I was a signatory with the Jewish, the Muslim, the Catholic and the Anglican leaders, of a statement (issued three days after the London bombings last July), where together we called such atrocities evil and barbaric. And we called for peace and calm and good community relations.
We’ve just founded, within the past month, the council for Christians and Muslims. We have a council for Christians and Jews. At the initiative of the archbishop of Canterbury, that came into being this year. The idea is to bring together a dialogue of Christian and Muslim scholars who will be able to speak together about these things. … I think Christians should be working so that Huntington’s Thesis (the clash of civilizations will dominate global politics, and the fault-lines between civilizations will be the battle lines of the future) doesn’t come true in our lifetime. It’s possible among people of good will.
When I’ve been in these Muslim-Jewish-Christian dialogues, their concerns are our concerns—their concerns for family values, their concerns for peaceful communities, their concern for law and order, and there are many, many people of good will.
Baptist life began in Europe in the 17th century, and some of the great things that were written in those early days about religious liberty were not just for religious liberty for Baptists but for all. We wanted everyone to have the freedom to exercise the soul competency the way they wanted to.
Q: What challenges do you see the world Baptist movement facing in the near future, and the rest of the 21st century?
A: As a Baptist Christian, I believe one of the goals of our world alliance is to share the faith that we have in Jesus Christ. We have to share it sensitively and appropriately, but every human being has a right to hear the good news of Jesus Christ in words or a form they can understand. We need to realize there are still millions of people who do not have access to words of Scripture. So there is a huge commitment to distributing the Bible so that people have the opportunity to read for themselves.
Baptists in many parts of the world have been at the forefront of the Make Poverty History movement. … We’ll be rolling out this summer a coordinated program on HIV/AIDS, to stand beside people who are sufferers.
We’ve already had some major international conferences on human trafficking. Drug trafficking is less of a problem than human trafficking.
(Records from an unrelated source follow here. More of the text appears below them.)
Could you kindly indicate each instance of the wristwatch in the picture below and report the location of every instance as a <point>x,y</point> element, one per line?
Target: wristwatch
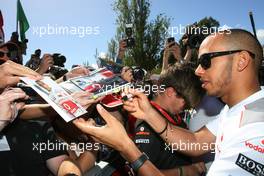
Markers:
<point>135,165</point>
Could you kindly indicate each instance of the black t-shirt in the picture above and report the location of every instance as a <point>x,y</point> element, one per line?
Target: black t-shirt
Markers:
<point>149,142</point>
<point>24,139</point>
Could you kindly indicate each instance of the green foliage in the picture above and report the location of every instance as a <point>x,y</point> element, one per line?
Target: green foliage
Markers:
<point>149,34</point>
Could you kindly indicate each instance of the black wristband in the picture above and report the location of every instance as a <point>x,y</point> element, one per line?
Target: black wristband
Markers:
<point>166,126</point>
<point>135,165</point>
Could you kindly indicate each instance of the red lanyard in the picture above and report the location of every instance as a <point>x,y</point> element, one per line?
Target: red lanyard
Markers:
<point>166,115</point>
The trafficking of human beings at a time when, in Britain, we are approaching the bicentennial of the abolition of the slave trade, is a sad irony. This year the film of the life on William Wilberforce, Amazing Grace, will be released. I’m hoping there is going to be a new awareness of how setting the slave free is still a very key element of our commitment.
Religious liberty is high on the agenda. Whether it be North Korea, Turkmenistan, Eritrea or Burma, there are many, many oppressive regimes.
We were founding members of the U.N. as a (nongovernmental organization), and I’d like to see us strengthening our role there so we can have face-to-face conversations with the governments there. We have a human rights visit to Vietnam this May, and Texas Baptists are coming with me, so we will be meeting with government officials there.
Q: Any final thoughts?
A: If there were such a thing as back to basics, my own commitment as a Christian of 45 to 50 years is to be a serious follower—a serious disciple of Jesus Christ. That is my life’s commitment. I became a Christian when I was 17 or 18, and I promised to serve Jesus until the end, and where I saw his footprints I wanted to follow myself.
So for all the complexity my life is leading me into, one day I won’t have any titles like president. I will be, if God spares me, an old man, and the only title left to me will be disciple of Jesus. So therefore, that’s my priority. I’ve been working on the title I will carry for the longest time. I recommend that to any Christian—always be a disciple, a learner. I am always seeking to learn what he wants me to be.